Susan Ormiston is one of the Canadian Broadcasting Corporation’s senior foreign correspondents.
Her career spans more than 25 years reporting from hot spots such as Afghanistan, Egypt, Libya, Haiti, Lebanon and South Africa.
Last week she filed a major report on Norway and oil, contrasting the position of the province of Alberta with that of Norway.
They are both oil producing areas facing up to the oil downturn.
She was full of admiration for our near neighbours across the North Sea and had some tough comments about what their experience should teach Canada.
Susan pointed out that Norway today sits on top of a £600,000 million pension fund established 20 years ago to handle the huge returns from oil and gas.

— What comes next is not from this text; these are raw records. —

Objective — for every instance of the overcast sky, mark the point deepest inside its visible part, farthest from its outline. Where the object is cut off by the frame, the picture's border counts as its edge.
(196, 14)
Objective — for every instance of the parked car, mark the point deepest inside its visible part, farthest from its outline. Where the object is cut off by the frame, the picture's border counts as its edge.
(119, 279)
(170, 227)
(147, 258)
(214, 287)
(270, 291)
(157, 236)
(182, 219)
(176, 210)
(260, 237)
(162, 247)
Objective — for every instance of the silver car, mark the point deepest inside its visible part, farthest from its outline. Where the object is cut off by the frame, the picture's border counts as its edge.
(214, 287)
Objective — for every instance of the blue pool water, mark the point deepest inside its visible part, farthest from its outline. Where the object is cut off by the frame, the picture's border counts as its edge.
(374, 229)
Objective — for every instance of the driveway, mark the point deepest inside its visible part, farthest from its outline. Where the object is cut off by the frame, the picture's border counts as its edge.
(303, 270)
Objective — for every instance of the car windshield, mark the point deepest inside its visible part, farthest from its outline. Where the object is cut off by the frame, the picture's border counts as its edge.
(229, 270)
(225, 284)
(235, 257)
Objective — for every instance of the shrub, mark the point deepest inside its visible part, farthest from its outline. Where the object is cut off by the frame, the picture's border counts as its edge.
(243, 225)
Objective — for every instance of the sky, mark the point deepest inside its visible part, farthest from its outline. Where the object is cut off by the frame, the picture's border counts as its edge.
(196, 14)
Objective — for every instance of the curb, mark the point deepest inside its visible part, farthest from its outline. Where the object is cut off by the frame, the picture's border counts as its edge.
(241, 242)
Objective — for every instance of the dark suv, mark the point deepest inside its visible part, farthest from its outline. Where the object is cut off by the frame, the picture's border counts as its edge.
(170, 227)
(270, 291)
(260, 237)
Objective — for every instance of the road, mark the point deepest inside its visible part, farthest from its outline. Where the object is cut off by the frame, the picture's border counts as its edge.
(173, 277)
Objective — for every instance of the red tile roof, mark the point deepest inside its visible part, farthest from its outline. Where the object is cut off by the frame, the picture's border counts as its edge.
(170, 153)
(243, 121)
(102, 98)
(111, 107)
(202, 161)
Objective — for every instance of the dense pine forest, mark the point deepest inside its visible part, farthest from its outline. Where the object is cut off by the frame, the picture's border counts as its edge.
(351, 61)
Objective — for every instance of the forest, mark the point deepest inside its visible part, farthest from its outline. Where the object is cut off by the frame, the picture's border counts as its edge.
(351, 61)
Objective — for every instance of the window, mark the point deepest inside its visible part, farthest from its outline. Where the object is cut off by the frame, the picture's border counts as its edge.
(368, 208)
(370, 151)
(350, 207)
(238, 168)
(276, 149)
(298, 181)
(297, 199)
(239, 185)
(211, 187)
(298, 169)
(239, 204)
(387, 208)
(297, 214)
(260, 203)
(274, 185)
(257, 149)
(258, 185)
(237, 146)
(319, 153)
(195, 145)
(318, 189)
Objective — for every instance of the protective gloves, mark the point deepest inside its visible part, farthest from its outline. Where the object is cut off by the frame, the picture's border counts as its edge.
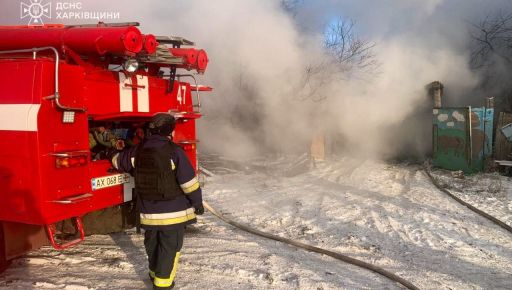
(199, 209)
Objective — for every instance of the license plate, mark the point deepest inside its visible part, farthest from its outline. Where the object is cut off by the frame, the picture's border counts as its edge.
(108, 181)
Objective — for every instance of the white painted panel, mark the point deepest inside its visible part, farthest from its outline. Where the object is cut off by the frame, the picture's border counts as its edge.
(128, 189)
(143, 93)
(125, 93)
(19, 117)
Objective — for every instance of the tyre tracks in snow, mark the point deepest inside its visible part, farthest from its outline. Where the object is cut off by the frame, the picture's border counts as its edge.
(403, 186)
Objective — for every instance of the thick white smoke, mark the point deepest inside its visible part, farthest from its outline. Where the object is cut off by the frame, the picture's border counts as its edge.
(259, 53)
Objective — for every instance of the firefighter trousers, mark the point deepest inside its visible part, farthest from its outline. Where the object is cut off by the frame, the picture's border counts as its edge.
(163, 249)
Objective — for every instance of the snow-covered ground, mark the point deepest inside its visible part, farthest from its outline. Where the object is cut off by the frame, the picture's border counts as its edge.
(387, 214)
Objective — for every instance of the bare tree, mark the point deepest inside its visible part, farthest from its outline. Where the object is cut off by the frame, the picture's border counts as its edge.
(347, 56)
(492, 39)
(491, 57)
(350, 52)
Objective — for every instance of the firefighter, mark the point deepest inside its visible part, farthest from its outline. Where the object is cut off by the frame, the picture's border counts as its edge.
(168, 196)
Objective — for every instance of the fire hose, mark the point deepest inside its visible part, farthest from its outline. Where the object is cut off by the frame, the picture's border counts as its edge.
(310, 248)
(474, 209)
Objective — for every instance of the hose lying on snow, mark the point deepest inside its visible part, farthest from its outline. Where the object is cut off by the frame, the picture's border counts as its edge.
(335, 255)
(478, 211)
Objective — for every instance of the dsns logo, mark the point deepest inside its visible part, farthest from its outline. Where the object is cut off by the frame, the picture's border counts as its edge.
(36, 10)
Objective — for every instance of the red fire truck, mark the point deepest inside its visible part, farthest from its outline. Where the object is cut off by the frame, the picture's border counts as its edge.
(58, 85)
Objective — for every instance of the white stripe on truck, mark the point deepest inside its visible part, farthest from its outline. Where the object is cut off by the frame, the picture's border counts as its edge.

That capital has been invested in more than 9,000 companies worldwide, including more than 200 in Canada.
It is now the largest sovereign wealth fund in the world.
But Susan’s report was not just about facts and figures. It was about people.
She interviewed ordinary Norwegians to ask what they thought about their country’s approach to oil.
She interviewed some of the so called “oil kids” of Stavanger, the Norwegian Aberdeen, about the lifestyles of these wealthy second generation beneficiaries of Norway’s offshore oil riches.
“If you compare to our parents or grandparents who built this country, I think we’re a little bit spoiled,” admits Bjorn Knudsen, whose father worked for a large North Sea oil company.
“We are extremely lucky,” says Bjorn’s wife, Kristin Alne, a production engineer for Det Norske Olijeselsksap, an offshore oil company.
“There are only five million of us and someone several decades ago was really smart to deal with the income from the oil industry to generate the welfare of this country as a whole.”
Susan’s report was comparing Norway with Alberta.
It is a good job for the London Treasury’s less than dynamic duo of George Osborne and Danny Alexander that she was not comparing Canada with their suicidal stewardship of the North Sea.
In this newspaper last week Osborne demanded plaudits for relieving taxation on the industry.
He omitted to say that he was largely just reversing the swingeing tax increase he imposed in 2011.
The investment allowance was welcome but the exploration incentive for the future is inadequate.
Meanwhile, Alexander wants credit for helping oil workers.
He seems oblivious to the fact that oil workers are being sacked right now because this desperate duo at the Treasury forgot to gain assurances on employment from the oil companies before they agreed the tax concessions.